In another of its aspects, the present invention provides a light detector module 400, which may be particularly compact, and therefore well-suited to night vision systems. Light detector modules of the present invention are expected to provide space-saving advantage over conventional systems, which typically use a fiber bundle array or relay optics to couple an image intensifier 20 to a CCD. The use of a fiber bundle array or relay optics requires additional separation between the image intensifier and CCD, leading to an increased and undesirable size.
Exemplary light detector modules of the present invention can effect night vision imaging by measurement of visible and near infrared photons using an image intensifier in combination with a silicon based focal plane array or delta-doped CCD. In particular, in an exemplary configuration in accordance with the present invention, the light detector module 400 may include a photocathode 410, a microchannel plate (MCP) 420, a lens array 430, and a detector array 440,
Turning to the photocathode 410 in more detail, the photocathode 410 converts incident light into electrons by the photoelectric effect. The quality of the photocathode 410 may be characterized by the quantum efficiency (QE), which is defined to be the percentage of incident photons that are converted to electrons. QE is generally wavelength dependent. Depending on the required spectral sensitivity, different photocathode materials can be used. Examples of suitable photocathode materials for use in the present invention include alkali, multi-alkali alloys (lithium, sodium, potassium, rubidium, cesium, antimony, silver) and semiconductor (GaAs, GaAsP, InGaAs, Cs—Te).

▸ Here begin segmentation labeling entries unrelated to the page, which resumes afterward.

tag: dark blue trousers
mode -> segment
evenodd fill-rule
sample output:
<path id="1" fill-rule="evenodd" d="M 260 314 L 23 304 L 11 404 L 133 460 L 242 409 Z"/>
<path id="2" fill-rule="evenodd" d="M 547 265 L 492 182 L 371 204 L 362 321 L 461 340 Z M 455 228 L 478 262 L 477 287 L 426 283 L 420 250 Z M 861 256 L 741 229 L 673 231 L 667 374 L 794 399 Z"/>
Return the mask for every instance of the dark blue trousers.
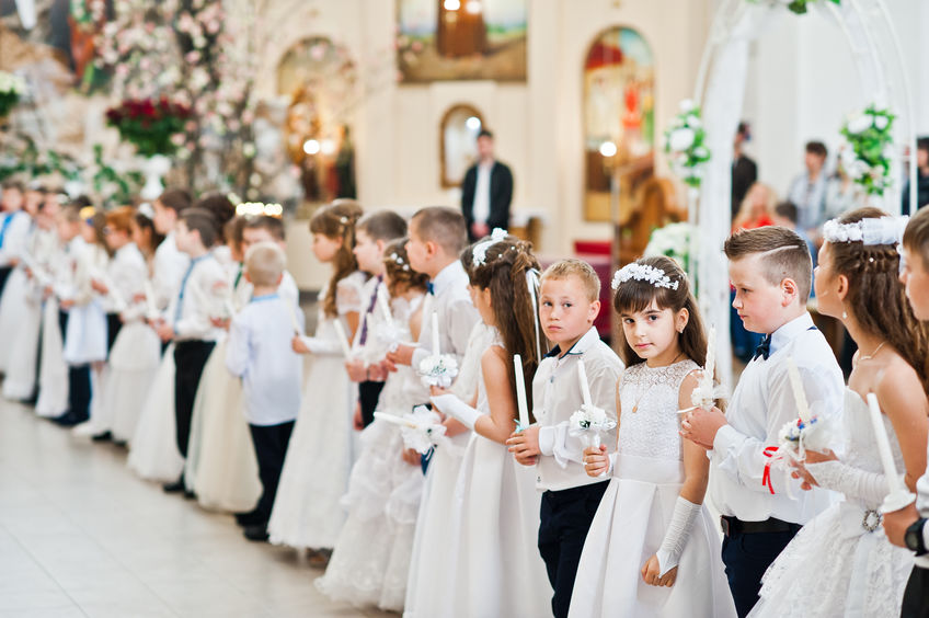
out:
<path id="1" fill-rule="evenodd" d="M 723 537 L 723 563 L 739 618 L 758 603 L 761 576 L 798 531 L 799 526 L 785 533 L 734 533 Z"/>
<path id="2" fill-rule="evenodd" d="M 554 588 L 552 614 L 555 618 L 567 616 L 574 576 L 581 551 L 600 499 L 609 481 L 582 485 L 542 494 L 539 513 L 539 553 L 546 562 L 549 582 Z"/>

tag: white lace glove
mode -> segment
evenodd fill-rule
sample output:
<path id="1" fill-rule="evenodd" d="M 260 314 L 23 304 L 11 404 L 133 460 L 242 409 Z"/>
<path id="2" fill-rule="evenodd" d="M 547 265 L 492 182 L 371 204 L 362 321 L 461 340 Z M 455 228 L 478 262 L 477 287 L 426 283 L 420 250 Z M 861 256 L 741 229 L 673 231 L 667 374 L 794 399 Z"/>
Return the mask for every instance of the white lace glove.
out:
<path id="1" fill-rule="evenodd" d="M 887 495 L 887 478 L 879 472 L 865 472 L 836 460 L 804 466 L 821 488 L 839 491 L 847 497 L 881 504 Z"/>
<path id="2" fill-rule="evenodd" d="M 429 401 L 433 402 L 433 405 L 438 408 L 438 411 L 448 416 L 454 416 L 461 424 L 466 425 L 469 430 L 474 428 L 474 423 L 478 422 L 478 419 L 483 416 L 482 413 L 478 412 L 460 399 L 457 396 L 451 393 L 439 394 L 437 397 L 431 397 Z"/>
<path id="3" fill-rule="evenodd" d="M 680 554 L 687 546 L 687 539 L 690 538 L 690 529 L 693 528 L 693 522 L 697 520 L 697 515 L 700 514 L 701 504 L 677 496 L 677 502 L 674 505 L 674 514 L 670 517 L 665 538 L 662 540 L 662 547 L 655 552 L 658 559 L 660 577 L 664 577 L 665 573 L 677 566 L 680 560 Z"/>

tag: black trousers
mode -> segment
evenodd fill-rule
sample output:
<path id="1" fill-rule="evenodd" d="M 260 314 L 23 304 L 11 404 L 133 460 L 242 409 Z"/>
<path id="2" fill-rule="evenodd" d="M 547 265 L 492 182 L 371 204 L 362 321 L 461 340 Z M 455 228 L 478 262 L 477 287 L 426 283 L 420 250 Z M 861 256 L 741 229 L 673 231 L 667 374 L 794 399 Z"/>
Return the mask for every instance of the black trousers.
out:
<path id="1" fill-rule="evenodd" d="M 106 354 L 113 350 L 113 343 L 116 341 L 116 335 L 119 334 L 119 329 L 123 328 L 123 320 L 119 319 L 119 313 L 106 314 Z"/>
<path id="2" fill-rule="evenodd" d="M 280 481 L 280 470 L 284 468 L 284 456 L 294 432 L 294 421 L 279 425 L 252 425 L 252 444 L 255 447 L 255 458 L 259 461 L 259 478 L 262 482 L 262 494 L 253 513 L 261 516 L 262 523 L 267 524 L 271 508 L 277 495 L 277 483 Z"/>
<path id="3" fill-rule="evenodd" d="M 539 553 L 542 554 L 549 582 L 554 588 L 552 614 L 555 618 L 567 616 L 584 540 L 607 485 L 608 480 L 542 494 Z"/>
<path id="4" fill-rule="evenodd" d="M 364 381 L 358 382 L 358 402 L 362 405 L 362 422 L 367 427 L 375 421 L 375 409 L 377 408 L 383 382 Z"/>
<path id="5" fill-rule="evenodd" d="M 903 595 L 901 618 L 929 618 L 929 569 L 913 568 Z"/>
<path id="6" fill-rule="evenodd" d="M 187 457 L 191 440 L 191 417 L 194 415 L 194 399 L 200 384 L 203 368 L 214 341 L 179 341 L 174 344 L 174 420 L 176 422 L 177 450 Z"/>
<path id="7" fill-rule="evenodd" d="M 64 340 L 68 332 L 67 311 L 58 311 L 58 328 Z M 79 421 L 90 419 L 91 388 L 90 365 L 68 365 L 68 411 Z"/>
<path id="8" fill-rule="evenodd" d="M 739 618 L 758 603 L 761 576 L 799 531 L 800 526 L 784 533 L 733 533 L 723 537 L 723 564 Z"/>

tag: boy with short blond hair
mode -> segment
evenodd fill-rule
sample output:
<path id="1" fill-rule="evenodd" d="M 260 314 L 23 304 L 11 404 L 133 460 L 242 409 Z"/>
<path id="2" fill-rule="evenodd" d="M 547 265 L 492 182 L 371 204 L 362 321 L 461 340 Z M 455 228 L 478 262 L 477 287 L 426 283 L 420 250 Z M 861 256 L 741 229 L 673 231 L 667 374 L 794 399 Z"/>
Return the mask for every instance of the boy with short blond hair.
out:
<path id="1" fill-rule="evenodd" d="M 536 370 L 532 402 L 536 423 L 506 444 L 516 460 L 538 468 L 544 491 L 539 520 L 539 552 L 554 588 L 552 613 L 567 616 L 574 576 L 587 530 L 609 477 L 590 478 L 584 469 L 586 444 L 569 432 L 569 419 L 584 403 L 577 363 L 583 359 L 592 403 L 616 421 L 616 384 L 622 362 L 600 341 L 594 320 L 600 310 L 600 281 L 581 260 L 555 262 L 542 273 L 539 319 L 555 344 Z M 603 436 L 612 450 L 616 432 Z"/>
<path id="2" fill-rule="evenodd" d="M 681 435 L 709 451 L 708 493 L 722 513 L 723 562 L 736 610 L 745 616 L 758 600 L 768 565 L 831 502 L 829 492 L 801 491 L 800 481 L 770 470 L 769 448 L 798 417 L 788 360 L 798 367 L 810 405 L 827 413 L 841 410 L 845 382 L 806 311 L 813 267 L 803 239 L 779 226 L 743 230 L 726 241 L 725 254 L 735 288 L 732 306 L 746 330 L 766 336 L 726 414 L 698 408 L 684 419 Z"/>

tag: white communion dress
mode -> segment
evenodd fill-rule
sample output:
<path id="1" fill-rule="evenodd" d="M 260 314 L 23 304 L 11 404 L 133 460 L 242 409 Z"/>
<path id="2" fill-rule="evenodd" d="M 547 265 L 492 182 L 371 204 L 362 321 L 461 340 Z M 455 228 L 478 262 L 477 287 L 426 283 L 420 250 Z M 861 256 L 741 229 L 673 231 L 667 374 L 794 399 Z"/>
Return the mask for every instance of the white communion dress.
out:
<path id="1" fill-rule="evenodd" d="M 641 574 L 662 545 L 684 482 L 678 400 L 684 378 L 697 368 L 692 360 L 655 368 L 639 363 L 622 374 L 616 466 L 584 542 L 570 616 L 735 616 L 720 534 L 706 505 L 675 584 L 653 586 Z"/>
<path id="2" fill-rule="evenodd" d="M 904 470 L 893 424 L 882 419 L 897 470 Z M 891 545 L 880 525 L 887 482 L 868 404 L 848 389 L 842 425 L 847 455 L 807 469 L 845 500 L 803 526 L 768 568 L 749 616 L 899 616 L 913 552 Z"/>

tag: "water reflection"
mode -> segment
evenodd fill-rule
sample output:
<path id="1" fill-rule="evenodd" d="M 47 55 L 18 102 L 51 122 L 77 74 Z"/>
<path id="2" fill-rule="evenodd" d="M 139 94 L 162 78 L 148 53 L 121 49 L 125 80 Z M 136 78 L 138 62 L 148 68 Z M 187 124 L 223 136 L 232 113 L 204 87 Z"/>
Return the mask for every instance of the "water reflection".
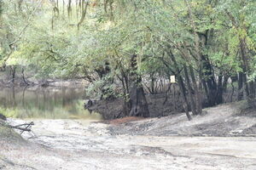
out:
<path id="1" fill-rule="evenodd" d="M 83 88 L 0 88 L 0 112 L 17 118 L 101 119 L 83 107 Z"/>

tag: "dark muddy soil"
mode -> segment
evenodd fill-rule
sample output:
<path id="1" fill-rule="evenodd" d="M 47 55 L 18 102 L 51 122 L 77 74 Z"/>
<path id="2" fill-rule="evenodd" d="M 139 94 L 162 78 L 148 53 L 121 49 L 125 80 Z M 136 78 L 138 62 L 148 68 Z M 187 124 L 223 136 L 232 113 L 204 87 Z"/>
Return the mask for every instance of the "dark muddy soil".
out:
<path id="1" fill-rule="evenodd" d="M 112 134 L 155 136 L 256 136 L 256 117 L 241 116 L 237 103 L 205 109 L 188 121 L 184 113 L 111 126 Z"/>
<path id="2" fill-rule="evenodd" d="M 183 111 L 181 99 L 166 99 L 164 94 L 146 95 L 148 104 L 150 117 L 160 117 L 174 115 Z M 166 101 L 166 102 L 165 102 Z M 123 100 L 116 99 L 112 100 L 96 100 L 93 105 L 87 107 L 89 110 L 102 115 L 104 119 L 116 119 L 124 117 Z"/>

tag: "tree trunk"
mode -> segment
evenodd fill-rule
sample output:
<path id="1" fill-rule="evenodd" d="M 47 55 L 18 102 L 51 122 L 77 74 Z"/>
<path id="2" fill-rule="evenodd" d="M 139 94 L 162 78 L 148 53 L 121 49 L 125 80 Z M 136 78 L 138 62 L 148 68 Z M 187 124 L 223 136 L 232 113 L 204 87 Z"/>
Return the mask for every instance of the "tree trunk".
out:
<path id="1" fill-rule="evenodd" d="M 186 82 L 187 82 L 187 86 L 188 86 L 188 88 L 189 88 L 189 99 L 190 99 L 190 106 L 191 106 L 191 110 L 192 110 L 192 113 L 193 115 L 196 115 L 196 110 L 195 110 L 195 100 L 194 100 L 194 97 L 192 95 L 192 87 L 191 87 L 191 84 L 190 84 L 190 80 L 189 80 L 189 73 L 188 73 L 188 69 L 187 69 L 187 65 L 183 65 L 183 68 L 184 68 L 184 73 L 185 73 L 185 79 L 186 79 Z"/>
<path id="2" fill-rule="evenodd" d="M 243 98 L 242 92 L 242 72 L 238 73 L 238 94 L 237 94 L 237 100 L 240 101 Z"/>
<path id="3" fill-rule="evenodd" d="M 149 116 L 148 105 L 142 85 L 142 77 L 137 73 L 137 55 L 131 57 L 130 116 Z"/>
<path id="4" fill-rule="evenodd" d="M 194 70 L 192 68 L 192 65 L 189 65 L 189 71 L 192 79 L 192 84 L 194 87 L 195 94 L 195 106 L 196 106 L 196 115 L 201 115 L 202 108 L 201 108 L 201 96 L 200 94 L 200 91 L 198 89 L 195 76 L 194 74 Z"/>
<path id="5" fill-rule="evenodd" d="M 186 116 L 187 116 L 189 121 L 191 121 L 192 117 L 189 112 L 188 99 L 186 97 L 186 88 L 185 88 L 183 78 L 180 76 L 177 76 L 177 83 L 178 83 L 179 88 L 181 89 L 181 92 L 182 92 L 182 97 L 183 97 L 183 108 L 185 110 Z"/>

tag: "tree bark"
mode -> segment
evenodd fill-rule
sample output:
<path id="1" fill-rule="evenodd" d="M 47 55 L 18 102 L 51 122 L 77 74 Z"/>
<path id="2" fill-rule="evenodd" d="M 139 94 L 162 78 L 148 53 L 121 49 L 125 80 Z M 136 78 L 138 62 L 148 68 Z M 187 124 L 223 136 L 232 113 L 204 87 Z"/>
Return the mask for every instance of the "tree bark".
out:
<path id="1" fill-rule="evenodd" d="M 191 84 L 190 84 L 190 80 L 189 80 L 189 77 L 187 65 L 184 65 L 183 68 L 184 68 L 184 73 L 185 73 L 185 79 L 186 79 L 187 86 L 188 86 L 188 88 L 189 88 L 189 99 L 190 99 L 191 110 L 192 110 L 193 115 L 196 115 L 196 110 L 195 110 L 195 104 L 194 97 L 192 95 L 193 89 L 192 89 L 192 87 L 191 87 Z"/>
<path id="2" fill-rule="evenodd" d="M 130 116 L 149 116 L 148 105 L 142 84 L 142 77 L 137 73 L 137 55 L 131 56 Z"/>

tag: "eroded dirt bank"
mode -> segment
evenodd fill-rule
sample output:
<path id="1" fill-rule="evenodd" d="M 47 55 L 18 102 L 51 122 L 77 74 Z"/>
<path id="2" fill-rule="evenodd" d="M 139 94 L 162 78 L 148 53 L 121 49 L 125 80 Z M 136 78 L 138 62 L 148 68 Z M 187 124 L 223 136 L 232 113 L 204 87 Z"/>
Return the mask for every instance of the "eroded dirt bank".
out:
<path id="1" fill-rule="evenodd" d="M 121 124 L 33 120 L 35 135 L 24 133 L 27 144 L 0 139 L 0 169 L 256 169 L 256 138 L 252 133 L 255 117 L 241 117 L 242 122 L 233 125 L 237 113 L 229 105 L 211 108 L 207 115 L 192 122 L 185 121 L 183 115 Z M 212 125 L 224 110 L 223 121 L 230 126 L 224 131 L 251 128 L 251 137 L 190 135 L 213 131 Z M 201 128 L 195 131 L 199 125 Z M 220 132 L 222 127 L 218 126 L 214 128 Z"/>

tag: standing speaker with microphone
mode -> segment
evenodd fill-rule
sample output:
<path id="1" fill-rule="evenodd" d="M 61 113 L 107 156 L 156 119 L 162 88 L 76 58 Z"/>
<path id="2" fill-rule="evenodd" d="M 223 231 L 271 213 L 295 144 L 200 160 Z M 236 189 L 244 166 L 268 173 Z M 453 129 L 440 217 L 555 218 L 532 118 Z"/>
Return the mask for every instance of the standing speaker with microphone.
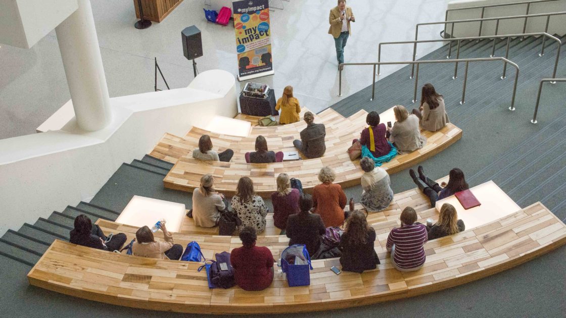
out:
<path id="1" fill-rule="evenodd" d="M 183 41 L 183 54 L 187 59 L 192 60 L 192 69 L 196 77 L 196 62 L 195 59 L 203 56 L 203 41 L 200 30 L 195 25 L 185 28 L 181 32 Z"/>

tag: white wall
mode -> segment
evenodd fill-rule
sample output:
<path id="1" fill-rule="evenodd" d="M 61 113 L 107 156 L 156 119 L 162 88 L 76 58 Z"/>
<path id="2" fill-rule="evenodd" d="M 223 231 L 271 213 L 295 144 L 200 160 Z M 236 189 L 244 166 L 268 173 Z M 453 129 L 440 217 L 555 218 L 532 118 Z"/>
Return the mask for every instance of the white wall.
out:
<path id="1" fill-rule="evenodd" d="M 458 0 L 449 2 L 448 8 L 461 8 L 517 2 L 518 2 L 517 0 Z M 492 18 L 496 16 L 522 15 L 525 14 L 526 11 L 526 5 L 524 4 L 486 8 L 483 17 Z M 531 4 L 529 10 L 529 14 L 560 11 L 566 11 L 566 0 L 558 0 L 556 1 L 548 1 Z M 449 11 L 448 19 L 449 20 L 453 20 L 479 19 L 481 17 L 481 9 Z M 522 33 L 524 21 L 524 19 L 501 20 L 499 22 L 499 28 L 498 34 L 505 35 Z M 482 35 L 493 35 L 495 34 L 495 23 L 496 22 L 495 20 L 484 22 L 482 26 Z M 546 17 L 530 18 L 527 21 L 527 28 L 525 32 L 526 33 L 544 32 L 546 24 Z M 444 26 L 443 25 L 441 27 L 444 28 Z M 447 32 L 449 33 L 451 30 L 451 27 L 449 24 L 447 26 Z M 477 36 L 478 36 L 479 30 L 479 22 L 456 23 L 454 26 L 454 34 L 453 35 L 457 37 Z M 558 33 L 560 35 L 564 35 L 566 34 L 566 15 L 551 16 L 547 33 L 550 35 Z"/>
<path id="2" fill-rule="evenodd" d="M 29 49 L 78 7 L 76 0 L 0 0 L 0 43 Z"/>
<path id="3" fill-rule="evenodd" d="M 166 132 L 237 113 L 228 72 L 199 74 L 187 88 L 115 97 L 106 128 L 84 132 L 74 119 L 61 130 L 0 140 L 0 235 L 93 196 L 122 162 L 140 158 Z"/>

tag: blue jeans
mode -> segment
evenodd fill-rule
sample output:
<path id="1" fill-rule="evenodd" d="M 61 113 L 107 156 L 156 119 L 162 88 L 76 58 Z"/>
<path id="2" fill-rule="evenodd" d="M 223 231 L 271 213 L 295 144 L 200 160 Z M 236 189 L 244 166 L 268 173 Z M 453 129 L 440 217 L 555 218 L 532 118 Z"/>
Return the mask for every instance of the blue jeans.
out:
<path id="1" fill-rule="evenodd" d="M 344 62 L 344 46 L 346 46 L 346 42 L 348 40 L 348 36 L 350 33 L 348 32 L 342 32 L 338 37 L 334 39 L 334 44 L 336 46 L 336 58 L 338 59 L 338 63 Z"/>

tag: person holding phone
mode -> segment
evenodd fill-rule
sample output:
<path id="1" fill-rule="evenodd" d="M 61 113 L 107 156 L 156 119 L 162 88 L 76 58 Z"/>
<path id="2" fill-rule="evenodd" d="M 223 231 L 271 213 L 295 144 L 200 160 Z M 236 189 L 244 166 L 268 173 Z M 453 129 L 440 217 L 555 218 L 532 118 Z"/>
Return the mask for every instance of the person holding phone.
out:
<path id="1" fill-rule="evenodd" d="M 346 6 L 346 0 L 338 0 L 338 5 L 330 10 L 328 20 L 330 23 L 328 34 L 334 37 L 336 59 L 340 67 L 340 65 L 344 62 L 344 47 L 351 31 L 350 23 L 355 22 L 355 18 L 351 8 Z"/>
<path id="2" fill-rule="evenodd" d="M 408 153 L 422 148 L 426 144 L 426 137 L 421 134 L 419 118 L 409 115 L 405 106 L 397 105 L 393 108 L 395 123 L 393 127 L 387 123 L 389 142 L 393 144 L 400 154 Z"/>
<path id="3" fill-rule="evenodd" d="M 73 244 L 112 252 L 119 251 L 127 239 L 124 233 L 110 234 L 106 237 L 100 227 L 93 225 L 91 219 L 85 214 L 75 218 L 74 225 L 69 239 Z"/>

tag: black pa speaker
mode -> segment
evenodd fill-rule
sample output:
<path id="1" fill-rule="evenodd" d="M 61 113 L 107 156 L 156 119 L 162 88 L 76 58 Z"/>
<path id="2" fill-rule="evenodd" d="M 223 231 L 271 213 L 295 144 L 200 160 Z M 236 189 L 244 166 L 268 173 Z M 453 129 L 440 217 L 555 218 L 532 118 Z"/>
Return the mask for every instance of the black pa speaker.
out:
<path id="1" fill-rule="evenodd" d="M 203 41 L 200 30 L 194 25 L 185 28 L 181 32 L 183 40 L 183 54 L 187 59 L 203 56 Z"/>

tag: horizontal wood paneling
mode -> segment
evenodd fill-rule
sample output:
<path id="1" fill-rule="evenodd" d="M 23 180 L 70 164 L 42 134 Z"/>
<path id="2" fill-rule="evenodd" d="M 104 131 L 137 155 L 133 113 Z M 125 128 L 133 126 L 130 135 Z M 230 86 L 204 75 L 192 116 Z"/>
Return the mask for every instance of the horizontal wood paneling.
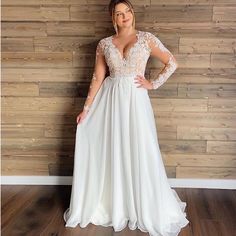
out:
<path id="1" fill-rule="evenodd" d="M 236 177 L 236 3 L 132 0 L 136 28 L 179 67 L 149 90 L 167 175 Z M 99 39 L 114 34 L 108 1 L 2 1 L 2 173 L 72 175 L 76 116 Z M 145 77 L 162 69 L 150 58 Z"/>

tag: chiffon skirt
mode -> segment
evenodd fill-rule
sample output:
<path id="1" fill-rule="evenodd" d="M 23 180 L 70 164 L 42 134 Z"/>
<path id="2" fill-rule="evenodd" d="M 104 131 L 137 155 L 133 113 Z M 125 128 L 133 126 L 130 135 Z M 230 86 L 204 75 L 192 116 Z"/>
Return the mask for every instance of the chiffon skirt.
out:
<path id="1" fill-rule="evenodd" d="M 189 222 L 186 202 L 168 182 L 148 90 L 134 78 L 107 76 L 77 124 L 65 227 L 92 223 L 176 236 Z"/>

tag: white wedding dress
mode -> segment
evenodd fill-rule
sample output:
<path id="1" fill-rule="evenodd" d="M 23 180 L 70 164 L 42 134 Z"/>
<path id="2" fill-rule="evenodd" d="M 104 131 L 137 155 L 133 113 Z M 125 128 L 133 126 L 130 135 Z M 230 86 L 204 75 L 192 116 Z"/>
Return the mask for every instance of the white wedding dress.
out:
<path id="1" fill-rule="evenodd" d="M 186 202 L 169 185 L 148 90 L 134 83 L 136 75 L 144 76 L 150 40 L 160 50 L 169 50 L 150 32 L 137 31 L 136 35 L 137 42 L 124 58 L 113 36 L 98 43 L 110 75 L 87 117 L 77 125 L 65 227 L 84 228 L 92 223 L 112 226 L 115 231 L 128 226 L 151 236 L 176 236 L 189 222 Z M 173 71 L 170 60 L 156 87 Z"/>

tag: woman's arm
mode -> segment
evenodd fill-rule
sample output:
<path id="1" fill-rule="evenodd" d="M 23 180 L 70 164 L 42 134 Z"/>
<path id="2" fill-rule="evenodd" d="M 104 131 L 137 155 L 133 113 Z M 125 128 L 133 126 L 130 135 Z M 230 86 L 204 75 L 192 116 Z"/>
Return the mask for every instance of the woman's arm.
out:
<path id="1" fill-rule="evenodd" d="M 178 67 L 178 63 L 173 54 L 152 33 L 148 34 L 148 45 L 151 51 L 150 55 L 158 58 L 165 64 L 156 78 L 151 81 L 153 89 L 157 89 L 174 73 Z"/>
<path id="2" fill-rule="evenodd" d="M 93 103 L 94 97 L 96 96 L 101 84 L 106 75 L 106 61 L 103 53 L 103 42 L 99 41 L 96 48 L 96 58 L 95 58 L 95 66 L 94 72 L 92 76 L 92 80 L 90 82 L 89 91 L 87 98 L 84 103 L 83 110 L 89 111 L 91 104 Z"/>

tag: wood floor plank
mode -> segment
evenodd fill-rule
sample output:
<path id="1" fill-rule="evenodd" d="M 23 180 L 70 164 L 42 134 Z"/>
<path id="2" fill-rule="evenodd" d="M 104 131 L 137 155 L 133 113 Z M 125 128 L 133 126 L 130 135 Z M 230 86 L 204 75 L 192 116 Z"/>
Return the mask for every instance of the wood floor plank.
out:
<path id="1" fill-rule="evenodd" d="M 117 233 L 113 227 L 65 227 L 63 213 L 70 202 L 71 186 L 14 186 L 1 188 L 4 236 L 148 236 L 128 226 Z M 190 221 L 179 236 L 236 235 L 236 191 L 176 188 L 187 203 Z"/>

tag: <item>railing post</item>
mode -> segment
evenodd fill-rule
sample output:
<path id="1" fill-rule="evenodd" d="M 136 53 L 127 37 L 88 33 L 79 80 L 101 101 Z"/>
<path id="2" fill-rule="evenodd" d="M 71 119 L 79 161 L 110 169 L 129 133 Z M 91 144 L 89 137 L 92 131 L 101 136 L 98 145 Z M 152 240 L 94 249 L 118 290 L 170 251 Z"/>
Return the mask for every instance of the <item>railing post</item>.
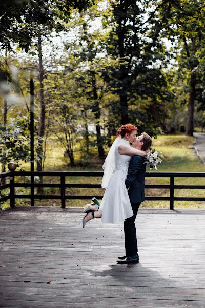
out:
<path id="1" fill-rule="evenodd" d="M 170 177 L 170 209 L 174 209 L 174 177 L 171 176 Z"/>
<path id="2" fill-rule="evenodd" d="M 60 176 L 60 196 L 61 208 L 66 207 L 66 188 L 65 176 Z"/>
<path id="3" fill-rule="evenodd" d="M 31 206 L 34 206 L 34 176 L 31 172 Z"/>
<path id="4" fill-rule="evenodd" d="M 15 207 L 15 178 L 14 172 L 10 176 L 10 206 Z"/>

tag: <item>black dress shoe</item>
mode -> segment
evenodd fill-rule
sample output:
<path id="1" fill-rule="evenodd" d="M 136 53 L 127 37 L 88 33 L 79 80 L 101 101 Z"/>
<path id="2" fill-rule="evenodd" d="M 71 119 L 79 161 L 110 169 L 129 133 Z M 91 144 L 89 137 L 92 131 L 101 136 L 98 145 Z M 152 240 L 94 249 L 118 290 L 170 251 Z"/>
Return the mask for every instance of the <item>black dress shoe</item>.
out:
<path id="1" fill-rule="evenodd" d="M 130 256 L 127 257 L 126 261 L 117 260 L 118 264 L 137 264 L 139 263 L 139 256 L 138 255 Z"/>
<path id="2" fill-rule="evenodd" d="M 119 259 L 119 260 L 124 260 L 124 259 L 125 259 L 126 258 L 127 258 L 127 257 L 128 257 L 128 256 L 123 256 L 122 257 L 117 257 L 118 259 Z"/>

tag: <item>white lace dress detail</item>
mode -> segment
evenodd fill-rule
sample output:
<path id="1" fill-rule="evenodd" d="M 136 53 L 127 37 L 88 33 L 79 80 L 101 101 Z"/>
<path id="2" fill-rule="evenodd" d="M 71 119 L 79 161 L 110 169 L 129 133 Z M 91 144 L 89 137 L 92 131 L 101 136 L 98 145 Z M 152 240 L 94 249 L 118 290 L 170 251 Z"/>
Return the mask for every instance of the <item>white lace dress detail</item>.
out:
<path id="1" fill-rule="evenodd" d="M 122 143 L 130 146 L 128 141 L 121 139 L 115 149 L 115 170 L 111 177 L 100 204 L 102 210 L 102 222 L 123 222 L 133 215 L 125 184 L 131 155 L 119 154 L 118 146 Z"/>

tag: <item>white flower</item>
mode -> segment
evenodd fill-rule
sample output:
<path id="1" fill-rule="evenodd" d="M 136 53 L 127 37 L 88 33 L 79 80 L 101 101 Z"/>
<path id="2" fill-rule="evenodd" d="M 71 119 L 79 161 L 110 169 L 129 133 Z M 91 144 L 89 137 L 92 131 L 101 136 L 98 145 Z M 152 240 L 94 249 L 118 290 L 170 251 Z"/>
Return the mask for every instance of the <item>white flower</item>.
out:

The MCP 420 may be positioned to receive electrons created by the photocathode 410. The MCP 420 then amplifies the electron signal, usually by >104 times. The MCP 420 may include a thin metal oxide coating to prevent ion feedback to the photocathode 410. Suitable MCPs for use in light modules of the present invention include LongLife′ MCP (Photonis, Sturbridge, Mass.) and F1551 MCP (Hamamatsu Photonics, Bridgewater N.J.).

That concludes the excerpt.